1. bluberry: bo naprawdę bardzo miło jest patrzeć na miłość pomiędzy dwoma tak stylowymi kobietkami ;)
2. rurzowa: za najwspanialszą kolekcję alladynów z pośród wszystkich szafiarek :P
3. estera: ogólnie za jej styl i za te piękne blond włosy..*_*
4. riennahera: hihi, nie jestem pewna, czy nazwa nagrody 'lovely blog' się jej spodoba ;P ale chciałam ją wyróżnić za bezpośredniość i prowokację. nie każdy jest tak odważny jak ona, a takich ludzi też nam potrzeba.

(ah, dodam jeszcze, że wyróżnienia dotyczą blogów, które ostatnio poznałam i które mi się spodobały)

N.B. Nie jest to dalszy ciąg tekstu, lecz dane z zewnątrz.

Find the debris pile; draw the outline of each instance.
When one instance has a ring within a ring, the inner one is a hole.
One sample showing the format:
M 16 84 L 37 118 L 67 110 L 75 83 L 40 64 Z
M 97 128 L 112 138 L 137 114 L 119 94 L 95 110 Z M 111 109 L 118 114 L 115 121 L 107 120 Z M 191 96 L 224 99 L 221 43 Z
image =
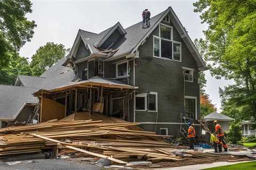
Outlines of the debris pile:
M 163 136 L 141 130 L 135 126 L 138 123 L 65 120 L 0 129 L 0 156 L 53 149 L 57 155 L 75 152 L 76 156 L 93 156 L 119 164 L 126 164 L 120 159 L 131 157 L 183 159 L 171 152 L 178 147 L 163 141 Z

i to chyba tyle, ale głowy nie dam bo mimo wszystko mój mózg nadal jest wyprany po maturach. gdybym mnie olśniło to 'zupdateuje' listę.

niedziela, 17 maja 2009

18-z kokardą.

postanowiłam dodać jakiś strój z matur bo w sumie chyba tego jeszcze nie robiłam pomimo, ze na kazdej byłam ubrana inaczej ;)
bardzo lubię koszulę, którą miałam na sobie, niestety ma dwie wady. po pierwsze rękawki trochę cisną,co prawda przy poziomie stresu jaki pojawia się w okolicy matury mój organizm przestaje rejestrować takie rzeczy jak niedopływająca do ręki krew, ale będę musiała coś z tym zrobić bo elegancki strój nie zawsze równa się stres. po drugie prawie nigdy nie udaje mi się zrobić ładnej kokardy! ale to u mnie normalka, więc będę się musiała po prostu przyzwyczaić.
spódniczka ma już z 5 lat, ale cekiny znowu w modzie więc czemu nie?
co do butów to ostrzegam! okropnie farbują! a ja dopiero co kupiłam te rajtki...
na szczęście przede mną jeszcze tylko jeden taki strój i... wakacje! a wakacje będę w tym roku bardzo ciekawe :) najpierw selector festival w krakowie z moim kotem, następnie kilka dni z ludźmi z klasy gdzieś w buszu na niekończącej się imprezie ;) potem kaszuby z rodziną i kotem, gdzieś tam po drodze wyniki matur, wybór studiów i moje urodziny. i pewnie się jeszcze trochę uzbiera.oby tylko wypaliło! ;)
wracając do stroju..
Photobucket
ja, ewelinka i grubasek. lekki stresik zaraz przed maturą z chemii.
Photobucket
junek, lolo, aśko i ja.
Photobucket
no i już po, pod domem, wybaczcie wkurzoną minę, ale wtedy zorientowałam się, że zgubiłam klucze od domu..a dodaje bo tu chyba najlepiej widać ciuchy.
koszula: monnari
spódnica: qiosque
sznurek: bez marki
buty: zara
lecę robić plakat na ustny polski...argh..

piątek, 15 maja 2009

17-ulga x 1000000 do potęgi entej, dzie n należy do + nieskończoności..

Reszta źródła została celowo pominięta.